SFC-MS couples supercritical fluid chromatography (typically supercritical CO2 with a methanol modifier) to a mass spectrometer and is the modern workhorse for chiral separations. Enantiomer-pure pharmaceutical analysis and emerging chiral-pesticide regulation are the growth applications.
The validation standards that frame all of this work converge across the institutions. AOAC International methods are the reference for many GC-MS food and environmental applications. SANTE 11312/2021 (the European Commission method-validation guideline for pesticide residue) is the de facto reference for FSSAI multi-residue work. WADA TD2024 sets the bar for anti-doping quantitation and IRMS confirmation. SOFT and AAFS guidelines plus the SWGTOX consensus standards frame forensic-toxicology validation. NABL accreditation under ISO/IEC 17025 is the umbrella requirement for any Indian forensic lab issuing court-admissible certificates.
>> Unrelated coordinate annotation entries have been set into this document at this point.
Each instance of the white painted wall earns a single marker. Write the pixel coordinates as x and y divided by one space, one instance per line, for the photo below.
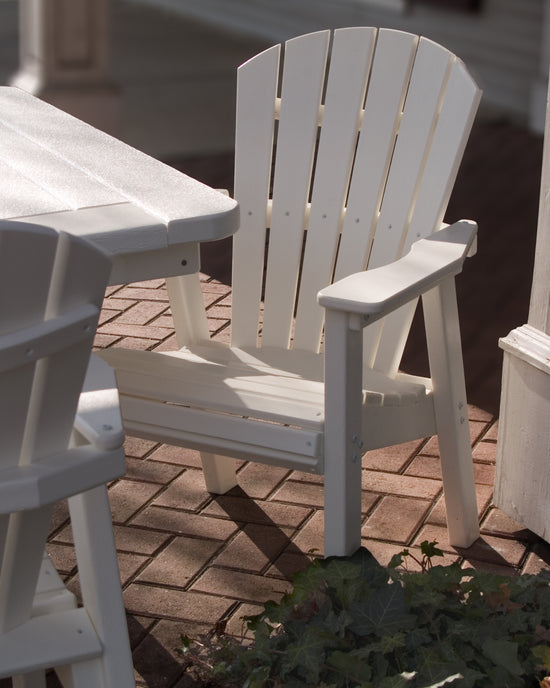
502 44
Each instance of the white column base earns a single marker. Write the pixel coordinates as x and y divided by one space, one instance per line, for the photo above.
522 482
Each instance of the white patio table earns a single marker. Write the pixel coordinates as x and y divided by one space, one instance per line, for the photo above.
58 171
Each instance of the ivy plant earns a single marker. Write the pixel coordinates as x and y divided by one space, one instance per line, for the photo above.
350 622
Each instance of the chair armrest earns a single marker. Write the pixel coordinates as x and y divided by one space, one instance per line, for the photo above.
375 293
98 414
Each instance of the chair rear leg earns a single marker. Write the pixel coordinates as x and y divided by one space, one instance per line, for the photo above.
101 591
451 413
219 472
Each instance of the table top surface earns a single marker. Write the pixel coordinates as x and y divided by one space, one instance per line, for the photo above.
57 170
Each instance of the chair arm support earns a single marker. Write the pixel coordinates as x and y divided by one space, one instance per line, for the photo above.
377 292
58 476
98 414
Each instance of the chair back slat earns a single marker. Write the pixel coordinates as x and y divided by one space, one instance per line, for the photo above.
257 83
350 58
381 118
449 139
428 78
301 91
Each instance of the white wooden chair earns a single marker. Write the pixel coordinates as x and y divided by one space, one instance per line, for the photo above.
347 155
51 290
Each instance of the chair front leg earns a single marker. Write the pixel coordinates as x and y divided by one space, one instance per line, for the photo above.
343 403
451 412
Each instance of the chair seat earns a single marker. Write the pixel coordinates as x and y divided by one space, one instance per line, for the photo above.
282 386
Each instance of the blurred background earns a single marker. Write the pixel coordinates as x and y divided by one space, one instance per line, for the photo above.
161 75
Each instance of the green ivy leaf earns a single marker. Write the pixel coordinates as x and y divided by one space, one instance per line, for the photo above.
504 654
306 654
399 681
382 612
444 682
430 549
349 666
542 655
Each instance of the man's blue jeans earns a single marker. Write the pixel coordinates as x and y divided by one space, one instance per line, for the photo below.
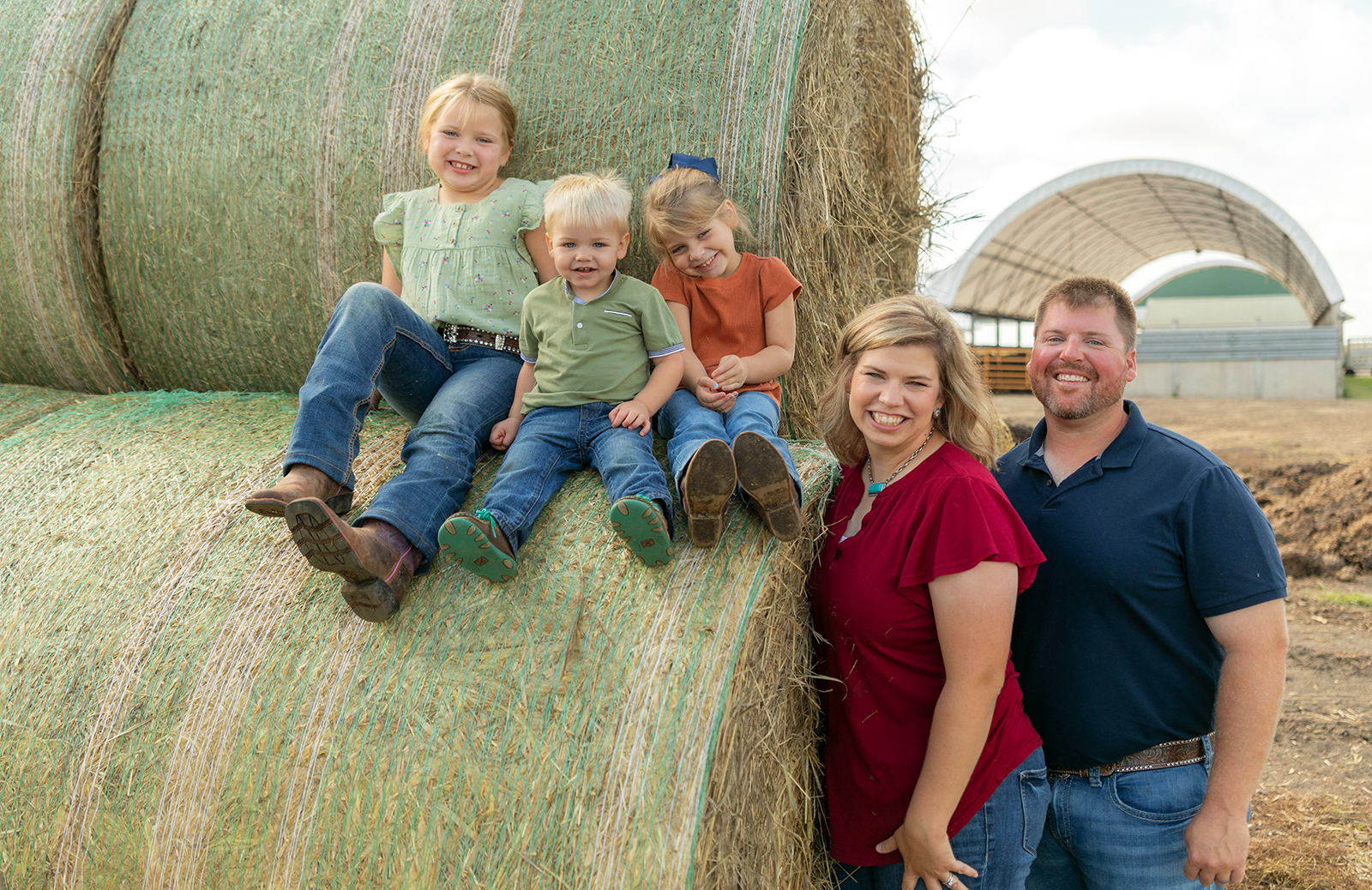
555 442
1125 830
453 394
999 841
686 424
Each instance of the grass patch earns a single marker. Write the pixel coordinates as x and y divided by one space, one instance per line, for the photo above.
1348 599
1357 387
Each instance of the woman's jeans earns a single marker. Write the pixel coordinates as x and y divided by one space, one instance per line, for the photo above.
555 442
999 841
686 424
452 393
1124 830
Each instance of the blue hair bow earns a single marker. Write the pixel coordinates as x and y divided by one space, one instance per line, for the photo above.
704 165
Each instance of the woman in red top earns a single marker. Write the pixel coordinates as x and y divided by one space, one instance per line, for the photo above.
933 773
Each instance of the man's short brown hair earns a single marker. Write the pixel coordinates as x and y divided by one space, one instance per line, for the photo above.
1088 291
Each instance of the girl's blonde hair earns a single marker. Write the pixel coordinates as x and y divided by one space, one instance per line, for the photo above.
471 88
969 418
685 201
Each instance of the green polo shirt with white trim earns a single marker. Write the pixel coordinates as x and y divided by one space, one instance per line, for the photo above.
596 352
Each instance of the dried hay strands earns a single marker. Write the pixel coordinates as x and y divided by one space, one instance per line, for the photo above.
57 322
246 146
189 705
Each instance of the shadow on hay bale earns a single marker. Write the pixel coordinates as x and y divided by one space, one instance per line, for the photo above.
237 153
189 704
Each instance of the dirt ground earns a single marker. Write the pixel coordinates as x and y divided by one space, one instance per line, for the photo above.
1312 821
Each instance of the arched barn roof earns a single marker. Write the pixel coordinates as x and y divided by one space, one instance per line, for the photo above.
1111 219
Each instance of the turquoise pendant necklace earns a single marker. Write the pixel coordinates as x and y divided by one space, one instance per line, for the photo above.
875 487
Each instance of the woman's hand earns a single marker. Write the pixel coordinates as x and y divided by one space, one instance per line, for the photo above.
928 855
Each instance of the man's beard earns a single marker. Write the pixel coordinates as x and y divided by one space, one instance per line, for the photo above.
1102 395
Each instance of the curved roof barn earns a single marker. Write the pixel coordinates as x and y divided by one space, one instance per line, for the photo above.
1111 219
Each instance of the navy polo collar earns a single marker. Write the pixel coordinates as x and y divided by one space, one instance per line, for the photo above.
1122 451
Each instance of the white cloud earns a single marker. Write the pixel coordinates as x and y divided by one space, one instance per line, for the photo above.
1269 92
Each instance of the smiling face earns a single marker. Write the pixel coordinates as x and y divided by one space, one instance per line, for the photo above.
466 148
710 253
587 256
1080 364
892 397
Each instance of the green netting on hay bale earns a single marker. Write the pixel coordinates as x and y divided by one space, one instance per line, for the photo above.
247 146
189 704
57 324
24 405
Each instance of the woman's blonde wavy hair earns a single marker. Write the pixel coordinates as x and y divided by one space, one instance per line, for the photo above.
969 416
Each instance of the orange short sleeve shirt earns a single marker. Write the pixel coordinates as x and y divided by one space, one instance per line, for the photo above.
726 315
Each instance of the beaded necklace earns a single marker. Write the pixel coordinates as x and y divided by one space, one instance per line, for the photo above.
875 487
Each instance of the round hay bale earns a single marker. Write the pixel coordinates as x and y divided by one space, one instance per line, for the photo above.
190 705
247 144
57 322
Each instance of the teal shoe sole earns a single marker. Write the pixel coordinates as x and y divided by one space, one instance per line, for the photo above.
641 526
473 550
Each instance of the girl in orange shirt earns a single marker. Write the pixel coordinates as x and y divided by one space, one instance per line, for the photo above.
737 317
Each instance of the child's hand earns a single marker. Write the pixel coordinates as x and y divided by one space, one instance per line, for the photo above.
731 373
710 395
631 414
504 432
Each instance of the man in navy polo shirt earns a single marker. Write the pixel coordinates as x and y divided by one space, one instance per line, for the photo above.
1152 643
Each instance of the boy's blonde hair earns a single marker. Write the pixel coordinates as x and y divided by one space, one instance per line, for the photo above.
969 418
587 199
468 88
685 201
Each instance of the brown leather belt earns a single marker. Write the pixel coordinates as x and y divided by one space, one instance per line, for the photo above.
461 334
1156 757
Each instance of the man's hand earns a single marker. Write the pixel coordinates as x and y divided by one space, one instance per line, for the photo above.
1218 846
631 414
504 432
731 373
710 395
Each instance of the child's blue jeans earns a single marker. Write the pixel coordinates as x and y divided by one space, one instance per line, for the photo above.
555 442
686 424
453 394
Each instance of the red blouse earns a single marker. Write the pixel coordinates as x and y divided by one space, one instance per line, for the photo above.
871 606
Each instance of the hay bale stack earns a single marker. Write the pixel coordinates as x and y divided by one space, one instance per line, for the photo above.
187 704
57 322
246 146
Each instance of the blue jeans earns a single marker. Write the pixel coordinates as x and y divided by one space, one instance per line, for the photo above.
1125 830
999 841
686 424
452 393
555 442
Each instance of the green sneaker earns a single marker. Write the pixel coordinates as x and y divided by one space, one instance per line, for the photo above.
640 523
478 544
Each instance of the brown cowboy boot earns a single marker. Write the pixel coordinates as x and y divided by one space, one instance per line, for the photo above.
299 482
766 482
706 487
375 560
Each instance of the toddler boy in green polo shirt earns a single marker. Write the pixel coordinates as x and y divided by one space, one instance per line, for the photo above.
601 354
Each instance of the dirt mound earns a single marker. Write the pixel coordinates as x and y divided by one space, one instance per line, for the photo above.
1321 514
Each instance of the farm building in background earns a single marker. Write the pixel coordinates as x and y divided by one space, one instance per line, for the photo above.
1260 315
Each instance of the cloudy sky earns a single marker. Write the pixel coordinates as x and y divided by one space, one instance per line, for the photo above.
1276 93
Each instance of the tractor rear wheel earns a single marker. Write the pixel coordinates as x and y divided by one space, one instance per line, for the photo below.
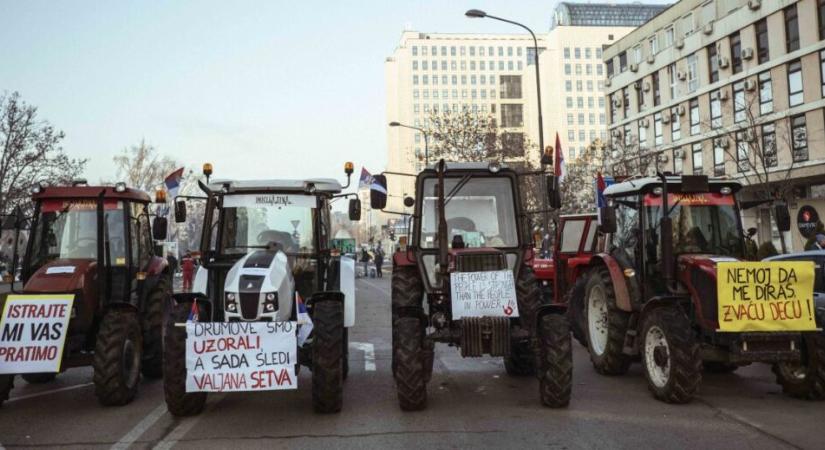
408 358
522 361
805 380
6 385
117 357
555 360
606 325
39 378
670 357
152 321
178 401
328 356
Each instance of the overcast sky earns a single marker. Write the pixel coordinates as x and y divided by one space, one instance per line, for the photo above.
260 89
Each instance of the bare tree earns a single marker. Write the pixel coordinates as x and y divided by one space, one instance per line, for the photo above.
31 152
142 167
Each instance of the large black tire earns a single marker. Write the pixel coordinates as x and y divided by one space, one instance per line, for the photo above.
605 336
806 380
152 322
327 356
39 378
117 357
6 385
522 361
556 361
408 355
178 401
407 293
670 355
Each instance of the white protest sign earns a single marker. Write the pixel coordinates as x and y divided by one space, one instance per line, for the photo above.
240 356
33 332
480 294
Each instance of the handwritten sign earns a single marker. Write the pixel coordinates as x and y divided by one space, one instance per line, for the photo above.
240 356
33 332
765 296
480 294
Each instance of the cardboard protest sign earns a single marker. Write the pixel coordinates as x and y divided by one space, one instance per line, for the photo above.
765 296
240 356
480 294
33 332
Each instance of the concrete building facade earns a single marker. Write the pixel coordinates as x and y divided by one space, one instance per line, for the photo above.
709 85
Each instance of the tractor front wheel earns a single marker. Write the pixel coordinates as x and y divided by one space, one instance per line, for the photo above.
328 356
555 360
117 357
178 401
671 360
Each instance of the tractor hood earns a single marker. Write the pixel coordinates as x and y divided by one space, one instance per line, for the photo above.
62 276
254 279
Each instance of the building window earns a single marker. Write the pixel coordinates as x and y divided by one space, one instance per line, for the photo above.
718 160
675 128
791 29
769 145
795 95
762 47
510 86
657 98
799 138
715 110
693 76
694 117
697 158
739 104
735 53
765 93
713 63
658 134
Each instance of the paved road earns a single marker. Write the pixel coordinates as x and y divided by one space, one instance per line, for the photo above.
473 403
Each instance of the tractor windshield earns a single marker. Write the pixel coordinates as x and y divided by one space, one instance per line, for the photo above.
702 223
481 210
67 229
253 221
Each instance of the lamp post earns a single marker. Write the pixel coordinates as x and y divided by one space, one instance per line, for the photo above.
426 139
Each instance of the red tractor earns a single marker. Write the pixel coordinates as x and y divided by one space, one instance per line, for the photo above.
652 293
95 243
465 280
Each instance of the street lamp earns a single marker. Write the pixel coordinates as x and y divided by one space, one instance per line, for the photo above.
426 139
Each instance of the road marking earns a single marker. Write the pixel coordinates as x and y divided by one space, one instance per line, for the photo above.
185 426
136 432
53 391
369 354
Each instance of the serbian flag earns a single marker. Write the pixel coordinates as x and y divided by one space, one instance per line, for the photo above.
304 321
559 170
172 182
193 312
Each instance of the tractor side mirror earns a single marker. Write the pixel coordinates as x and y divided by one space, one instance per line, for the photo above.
553 194
608 219
783 217
354 209
378 192
180 211
159 227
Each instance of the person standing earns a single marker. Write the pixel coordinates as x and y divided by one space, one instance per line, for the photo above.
379 261
188 269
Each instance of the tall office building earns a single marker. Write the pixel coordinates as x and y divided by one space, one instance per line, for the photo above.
729 88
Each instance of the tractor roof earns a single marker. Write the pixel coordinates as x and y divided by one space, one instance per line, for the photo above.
322 185
90 192
646 184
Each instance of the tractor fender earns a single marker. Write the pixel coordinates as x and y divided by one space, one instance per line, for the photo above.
617 277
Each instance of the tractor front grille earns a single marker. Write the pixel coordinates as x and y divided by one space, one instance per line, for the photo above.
480 262
705 287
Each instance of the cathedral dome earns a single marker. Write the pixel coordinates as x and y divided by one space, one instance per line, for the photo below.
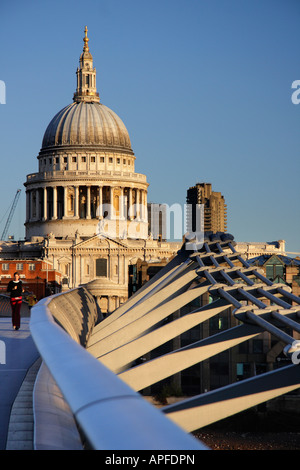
87 123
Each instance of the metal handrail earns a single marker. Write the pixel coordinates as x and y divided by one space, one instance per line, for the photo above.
110 414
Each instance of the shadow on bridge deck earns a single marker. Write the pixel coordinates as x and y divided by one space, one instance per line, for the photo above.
17 354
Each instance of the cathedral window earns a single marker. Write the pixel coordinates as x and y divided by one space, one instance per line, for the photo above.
101 267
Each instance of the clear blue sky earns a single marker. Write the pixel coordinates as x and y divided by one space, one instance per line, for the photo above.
203 87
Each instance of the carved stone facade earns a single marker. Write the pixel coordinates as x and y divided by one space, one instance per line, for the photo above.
86 207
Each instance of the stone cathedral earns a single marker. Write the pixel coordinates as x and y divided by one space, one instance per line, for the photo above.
86 205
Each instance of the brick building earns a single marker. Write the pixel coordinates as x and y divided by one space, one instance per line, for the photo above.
38 276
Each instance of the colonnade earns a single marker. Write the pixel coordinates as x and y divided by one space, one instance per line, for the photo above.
85 202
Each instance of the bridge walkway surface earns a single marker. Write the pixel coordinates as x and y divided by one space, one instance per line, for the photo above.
19 363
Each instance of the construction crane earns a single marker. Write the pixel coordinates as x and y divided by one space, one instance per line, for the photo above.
10 215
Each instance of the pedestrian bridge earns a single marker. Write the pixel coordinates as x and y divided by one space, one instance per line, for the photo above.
87 391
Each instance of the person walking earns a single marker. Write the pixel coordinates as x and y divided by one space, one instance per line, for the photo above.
15 288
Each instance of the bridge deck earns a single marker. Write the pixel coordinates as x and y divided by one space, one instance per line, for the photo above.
18 354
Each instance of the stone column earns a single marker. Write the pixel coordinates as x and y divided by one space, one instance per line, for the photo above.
130 205
88 202
27 206
45 205
54 217
37 205
121 204
76 203
111 202
100 208
138 207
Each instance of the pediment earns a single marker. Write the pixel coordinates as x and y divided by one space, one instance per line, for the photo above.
98 241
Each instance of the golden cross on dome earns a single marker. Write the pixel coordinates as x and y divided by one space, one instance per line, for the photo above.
85 40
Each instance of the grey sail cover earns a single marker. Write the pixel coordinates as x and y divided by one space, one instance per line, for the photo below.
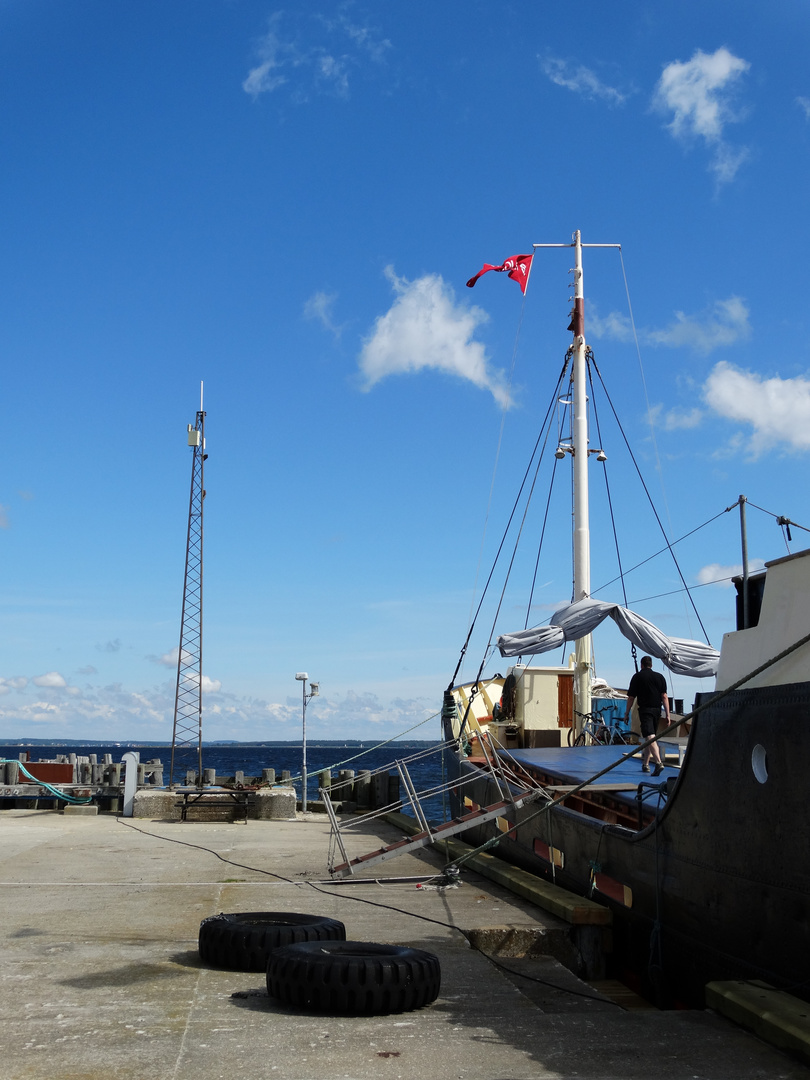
680 656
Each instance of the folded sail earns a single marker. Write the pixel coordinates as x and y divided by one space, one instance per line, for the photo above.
682 656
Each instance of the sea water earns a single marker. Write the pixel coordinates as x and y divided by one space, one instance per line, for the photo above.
422 761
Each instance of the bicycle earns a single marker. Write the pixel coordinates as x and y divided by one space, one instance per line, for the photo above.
596 732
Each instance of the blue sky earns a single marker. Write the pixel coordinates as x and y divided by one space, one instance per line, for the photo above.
285 203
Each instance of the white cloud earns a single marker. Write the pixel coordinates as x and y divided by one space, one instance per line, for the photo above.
580 79
320 307
51 679
721 324
615 325
426 328
113 646
725 323
682 419
777 409
715 574
274 55
326 64
166 659
698 93
113 712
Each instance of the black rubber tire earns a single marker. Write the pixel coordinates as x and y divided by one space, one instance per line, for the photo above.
353 979
243 942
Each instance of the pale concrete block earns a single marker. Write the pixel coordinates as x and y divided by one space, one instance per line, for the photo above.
80 809
148 804
274 804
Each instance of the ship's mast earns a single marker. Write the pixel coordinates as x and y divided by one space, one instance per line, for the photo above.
580 451
581 521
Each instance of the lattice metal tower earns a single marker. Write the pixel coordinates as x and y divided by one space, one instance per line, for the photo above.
187 733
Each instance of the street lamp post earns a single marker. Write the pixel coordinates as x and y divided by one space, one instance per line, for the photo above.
313 692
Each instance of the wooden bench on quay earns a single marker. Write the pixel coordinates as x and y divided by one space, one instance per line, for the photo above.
238 799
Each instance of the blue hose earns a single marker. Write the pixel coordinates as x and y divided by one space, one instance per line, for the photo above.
54 791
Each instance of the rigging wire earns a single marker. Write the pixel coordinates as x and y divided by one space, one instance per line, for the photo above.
589 358
649 499
372 903
505 531
662 550
659 470
500 442
540 545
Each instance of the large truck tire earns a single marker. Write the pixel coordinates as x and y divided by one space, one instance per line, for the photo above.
353 979
243 942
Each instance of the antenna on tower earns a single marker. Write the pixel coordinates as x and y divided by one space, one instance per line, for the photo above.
187 731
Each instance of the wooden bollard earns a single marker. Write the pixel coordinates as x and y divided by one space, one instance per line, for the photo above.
379 791
393 787
346 785
363 790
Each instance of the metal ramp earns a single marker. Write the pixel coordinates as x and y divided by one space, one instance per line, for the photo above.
505 781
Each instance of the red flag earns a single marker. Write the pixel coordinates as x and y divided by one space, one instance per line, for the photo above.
517 268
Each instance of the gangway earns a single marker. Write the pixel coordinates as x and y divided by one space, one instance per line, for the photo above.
505 780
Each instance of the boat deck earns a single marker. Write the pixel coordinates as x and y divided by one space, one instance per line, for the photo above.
564 766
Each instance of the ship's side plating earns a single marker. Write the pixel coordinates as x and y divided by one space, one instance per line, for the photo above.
718 885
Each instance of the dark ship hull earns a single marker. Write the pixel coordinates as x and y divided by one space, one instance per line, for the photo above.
716 883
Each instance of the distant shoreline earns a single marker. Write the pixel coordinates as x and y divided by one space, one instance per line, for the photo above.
228 742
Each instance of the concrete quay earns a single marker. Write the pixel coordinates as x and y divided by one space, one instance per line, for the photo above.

The certificate issued under BSA 2023 Section 63 reports alprazolam at 12 plus or minus 1.5 ng/mL in urine, with the full method documentation: TLC presumptive screen (Dragendorff visualisation, Rf 0.45 against reference); LC-MS/MS confirmation (Agilent 6470, ESI-positive scheduled MRM, transitions 309 to 281 and 309 to 205, d5-alprazolam IS); retention time 4.18 minutes (tolerance plus or minus 2 percent); ion ratio 100 to 78 (tolerance plus or minus 20 percent); calibration R-squared 0.9997; LOD 0.1 ng/mL; LOQ 0.5 ng/mL; CRM result 9.8 ng/mL against certified 10.0 ng/mL; clinical interpretation (a single 0.5 mg therapeutic dose typically produces urine alprazolam at 5 to 50 ng/mL at 12 to 24 hours post-ingestion). The chain-of-custody record and the analyst's Section 63 declaration close the documentation. The result is consistent with covert administration in the window before the alleged assault and is admissible under BSA 2023 Section 63.
The instructive point is the architecture. The TLC presumptive cost a few rupees of reagent and 30 minutes of bench time, and was enough to commit the more expensive LC-MS/MS instrument to the confirmation. The LC-MS/MS produced the court-defensible number. Neither step on its own carries the case. The pairing is what every routine SFSL toxicology workflow looks like in 2026.